There is a bacon and cheese muffin recipe that looks quite promising and orange pancakes that sound good also. Chow Jim
ann peeples
Sirloin
RE: Full English Breakfast 2008/01/20 10:57:03
Looks like some wonderful recipes.
Jimeats
Filet Mignon
RE: Full English Breakfast 2008/01/23 10:02:50
Last night I made a small chili and decided that the bacon & cheese muffins
in their recipe file {2007} would make a good side offering.
They turned out great.
I liked them so much that I saved some for breakfast today with sausage gravey. A nice twist, I can see other options for them as well.
Chow Jim
ann peeples
Sirloin
RE: Full English Breakfast 2008/01/23 11:20:12
I will definately try the recipe-My family would love them!
zataar
Double Chili Cheeseburger
RE: Full English Breakfast 2008/01/23 11:44:11
My daughter spent 6 weeks in Europe this summer, with the last 12 days hiking and touring Scotland. She stayed in several B&Bs that served giant, meat filled breakfasts every morning.
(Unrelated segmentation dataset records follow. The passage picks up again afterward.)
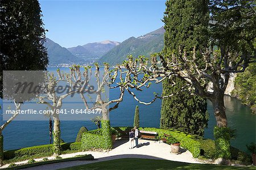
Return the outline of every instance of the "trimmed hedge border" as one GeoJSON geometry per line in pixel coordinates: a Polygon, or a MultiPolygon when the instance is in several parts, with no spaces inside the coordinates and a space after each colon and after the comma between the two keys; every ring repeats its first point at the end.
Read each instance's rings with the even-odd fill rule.
{"type": "Polygon", "coordinates": [[[81,148],[83,150],[112,148],[111,135],[116,134],[116,131],[110,128],[109,121],[102,121],[101,127],[101,128],[84,132],[81,140],[81,148]]]}
{"type": "MultiPolygon", "coordinates": [[[[126,136],[133,127],[114,127],[120,136],[126,136]]],[[[208,159],[214,159],[218,157],[217,150],[215,146],[214,140],[209,139],[204,139],[197,135],[189,134],[175,130],[166,130],[158,128],[145,127],[139,128],[139,130],[150,131],[155,131],[159,134],[159,137],[163,137],[164,134],[172,135],[176,140],[181,143],[181,146],[188,151],[194,157],[204,156],[208,159]]],[[[168,139],[167,139],[168,141],[168,139]]],[[[252,161],[250,155],[233,147],[230,147],[232,160],[235,163],[250,165],[252,161]]]]}
{"type": "MultiPolygon", "coordinates": [[[[63,143],[60,144],[61,150],[81,150],[81,142],[63,143]]],[[[3,152],[3,160],[9,160],[15,157],[24,156],[32,156],[43,153],[52,153],[53,152],[53,144],[44,144],[23,148],[19,150],[6,151],[3,152]]]]}
{"type": "Polygon", "coordinates": [[[200,142],[195,140],[196,138],[200,138],[198,135],[191,135],[175,130],[150,127],[139,128],[139,130],[157,132],[159,137],[163,136],[164,134],[170,135],[180,142],[180,146],[189,150],[193,155],[193,157],[198,157],[200,156],[201,144],[200,142]]]}
{"type": "Polygon", "coordinates": [[[20,169],[23,168],[27,168],[30,167],[36,167],[39,165],[42,165],[45,164],[54,164],[64,161],[75,161],[75,160],[93,160],[94,157],[92,155],[85,155],[82,156],[77,156],[72,157],[64,158],[60,159],[54,159],[46,161],[42,161],[35,162],[34,163],[26,164],[21,165],[16,165],[14,167],[8,167],[5,169],[20,169]]]}

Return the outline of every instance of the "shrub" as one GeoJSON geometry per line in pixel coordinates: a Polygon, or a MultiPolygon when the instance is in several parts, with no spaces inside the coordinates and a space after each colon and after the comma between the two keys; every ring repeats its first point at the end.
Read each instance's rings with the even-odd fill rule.
{"type": "Polygon", "coordinates": [[[175,143],[179,143],[179,141],[177,141],[175,138],[174,138],[172,136],[171,136],[170,137],[168,137],[167,139],[167,143],[169,144],[175,143]]]}
{"type": "Polygon", "coordinates": [[[3,152],[4,159],[10,159],[15,157],[32,156],[42,153],[52,152],[52,144],[45,144],[24,148],[16,150],[10,150],[3,152]]]}
{"type": "Polygon", "coordinates": [[[213,134],[218,157],[230,159],[230,129],[229,127],[215,126],[213,134]]]}
{"type": "Polygon", "coordinates": [[[165,130],[157,128],[140,128],[141,130],[157,132],[159,137],[164,136],[164,134],[171,135],[176,141],[180,142],[180,146],[189,150],[193,155],[193,157],[198,157],[200,156],[201,144],[197,138],[201,138],[196,135],[191,135],[175,130],[165,130]]]}
{"type": "Polygon", "coordinates": [[[65,143],[61,144],[61,150],[71,150],[71,151],[81,151],[81,142],[74,142],[74,143],[65,143]]]}
{"type": "Polygon", "coordinates": [[[118,137],[129,138],[129,132],[133,127],[113,127],[112,128],[117,131],[118,137]]]}
{"type": "Polygon", "coordinates": [[[62,157],[60,156],[57,156],[56,157],[55,157],[56,159],[61,159],[62,157]]]}
{"type": "Polygon", "coordinates": [[[246,147],[251,154],[256,154],[256,144],[255,143],[251,142],[250,144],[246,144],[246,147]]]}
{"type": "Polygon", "coordinates": [[[232,159],[236,160],[236,164],[249,165],[253,163],[250,155],[236,148],[230,147],[230,152],[232,159]]]}
{"type": "Polygon", "coordinates": [[[0,135],[0,160],[3,160],[3,136],[0,135]]]}
{"type": "Polygon", "coordinates": [[[12,163],[12,164],[10,164],[8,167],[11,168],[11,167],[16,167],[16,165],[17,165],[16,164],[15,164],[14,163],[12,163]]]}
{"type": "Polygon", "coordinates": [[[34,163],[35,162],[36,162],[36,161],[35,160],[35,159],[32,159],[28,160],[28,161],[27,161],[27,163],[28,164],[32,164],[32,163],[34,163]]]}
{"type": "Polygon", "coordinates": [[[217,150],[213,140],[207,139],[199,141],[201,145],[201,155],[204,155],[208,159],[217,158],[217,150]]]}
{"type": "Polygon", "coordinates": [[[134,122],[133,123],[133,126],[136,126],[137,128],[139,127],[139,106],[136,106],[135,111],[134,113],[134,122]]]}
{"type": "Polygon", "coordinates": [[[84,132],[88,131],[88,130],[84,126],[82,126],[76,136],[76,142],[80,142],[81,139],[82,138],[82,135],[84,132]]]}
Although she got tired of so much meat after nearly two weeks, she said the breakfasts were wonderful.
Sonny Funzio
Double Cheeseburger
RE: Full English Breakfast 2008/01/27 16:06:20
I *like* fried tomatoes and bangers.
MiamiDon
Filet Mignon
RE: Full English Breakfast 2008/01/28 07:45:25
Traditional Full English Breakfast

douginvirginia
Cheeseburger
RE: Full English Breakfast 2008/01/28 10:57:19
Just don't expect jam or marmalade for your toast, as sweets and savories are never eaten together.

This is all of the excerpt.